Cytosolic Ca2+ oscillations in human cerebrovascular endothelial cells after subarachnoid hemorrhage
Abstract
Molecular mechanisms of cerebral vasospasm after subarachnoid hemorrhage (SAH) include specific modes of cell signaling like activation of nuclear factor (NF)-kB and vascular cell adhesion molecules (VCAM)-1 expression. The study's hypothesis is that cisternal cerebral spinal fluid (CSF) from patients after SAH may cause Ca2+ oscillations which induce these modes of vascular inflammation in an in vitro model of human cerebral endothelial cells (HCECs).
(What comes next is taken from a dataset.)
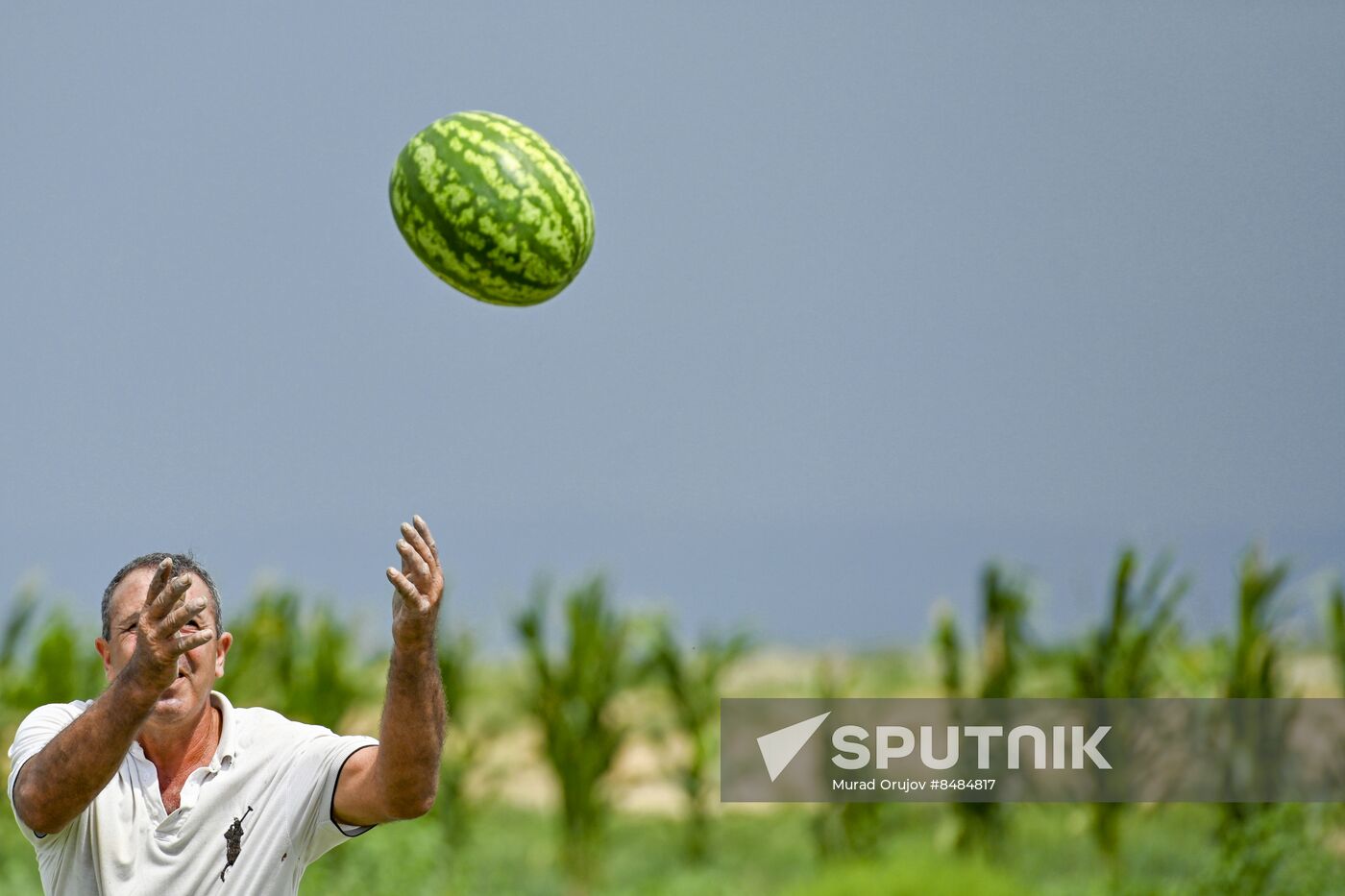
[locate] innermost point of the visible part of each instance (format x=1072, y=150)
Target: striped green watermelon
x=491, y=208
HCECs were incubated with cisternal CSF from 10 SAH patients with confirmed cerebral vasospasm. The CSF was collected on days 5 and 6 after hemorrhage. Cytosolic Ca2+ concentrations and cell contraction as an indicator of endothelial barrier function were examined by fura-2 microflurometry. Activation of NF-κB and VCAM-1 expression were measured by immunocytochemistry. Incubation of HCEC with SAH-CSF provoked cytosolic Ca2+ oscillations (0.31 ± 0.09 per min), cell contraction, NF-κB activation, and VCAM-1 expression, whereas exposure to native CSF had no significant effect. When endoplasmic reticulum (ER) Ca2+-ATPase and ER inositol trisphosphate (IP3)-sensitive Ca2+ channels were blocked by thapsigargin or xestospongin, the frequency of the Ca2+ oscillations was reduced significantly. In analogy to the reduction of Ca2+ oscillation frequency, the blockers impaired HCEC contraction, NF-κB activation, and VCAM-1 expression. Cisternal SAH-CSF induces cytosolic Ca2+ oscillations in HCEC that results in cellular constriction, NF-κB activation, and VCAM-1 expression. The Ca2+ oscillations depend on the function of ER Ca2+-ATPase and IP3-sensitive Ca2+ channels.